Miriam B. Murphy
History Blazer, October 1995
May 5, 1867, is a date of special significance for Utah Episcopalians. On that date the first Episcopal service was held in Independence Hall in Salt Lake City.
The Right Reverend Daniel S. Tuttle had been elected Episcopal missionary bishop of Montana, with jurisdiction over Utah and Idaho, in October of 1866. He had been four months short of 30, the minimum age for consecration, and while waiting until that time he recruited missionaries to work with him in the West. His trailbreakers, the Reverend George W. Foote, Bishop Tuttle’s brother-in-law, and the Reverend Thomas W. Haskins, a deacon directly out of seminary, preceded the bishop to Utah by two months.
A cordial welcome greeted the two Episcopal clergymen.
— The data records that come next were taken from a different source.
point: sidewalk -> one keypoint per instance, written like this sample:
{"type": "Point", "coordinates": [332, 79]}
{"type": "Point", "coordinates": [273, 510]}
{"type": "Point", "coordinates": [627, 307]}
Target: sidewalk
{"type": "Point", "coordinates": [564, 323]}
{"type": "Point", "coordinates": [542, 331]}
Warren Hussey, a Salt Lake banker, had written to Bishop Tuttle in March of 1867 offering financial and moral support, saying “There is no other church in operation here now but the Mormon. The Catholics will be here during spring or summer, and probably the Methodists; and the first here will get most support.” The Sunday School that had been organized by the Reverend Norman McLeod, the Congregationalist chaplain at Camp Douglas, was meeting in Independence Hall under the lay guidance of Major Charles H. Hempstead, the district attorney. McLeod remained in the East after the murder of Dr. J. King Robinson, who had likewise been associated with the Sunday School, and Hempstead lost no time in turning the “Union Sunday School” over to the Episcopalians. About 40 to 60 students attended this school, and under the Episcopal clergy the number steadily rose.
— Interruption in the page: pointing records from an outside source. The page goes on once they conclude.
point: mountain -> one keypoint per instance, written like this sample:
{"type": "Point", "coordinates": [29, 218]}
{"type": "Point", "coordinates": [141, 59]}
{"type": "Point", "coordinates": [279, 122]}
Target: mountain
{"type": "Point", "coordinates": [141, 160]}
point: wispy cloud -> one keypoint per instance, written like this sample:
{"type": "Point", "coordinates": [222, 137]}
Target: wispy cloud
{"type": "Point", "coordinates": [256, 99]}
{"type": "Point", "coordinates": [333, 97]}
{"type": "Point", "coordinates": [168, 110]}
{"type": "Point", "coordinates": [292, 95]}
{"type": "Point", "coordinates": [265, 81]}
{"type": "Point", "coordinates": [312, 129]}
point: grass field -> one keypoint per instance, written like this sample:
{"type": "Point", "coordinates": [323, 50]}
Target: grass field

In later years Haskins described his first few days in Utah in a letter. He recalled that the Saturday, May 4, issue of the Union Vedette, the Fort Douglas newspaper, reported the arrival of the two clergymen and the time and place of the first service. That evening, Mrs. J. F. Hamilton, wife of an army doctor, rehearsed the music on the Mason & Hamlin organ at the Hussey’s boardinghouse. Haskins remembered that “the service was conducted without break or omission, as quietly and orderly as it would have been in New York,” and that this opening service keynoted the position and policy of the Episcopal church in relation to the Mormons. He reported this policy as that of “neither antagonizing nor directly assaulting Mormon theology or practice, but planting and maintaining a positive good.”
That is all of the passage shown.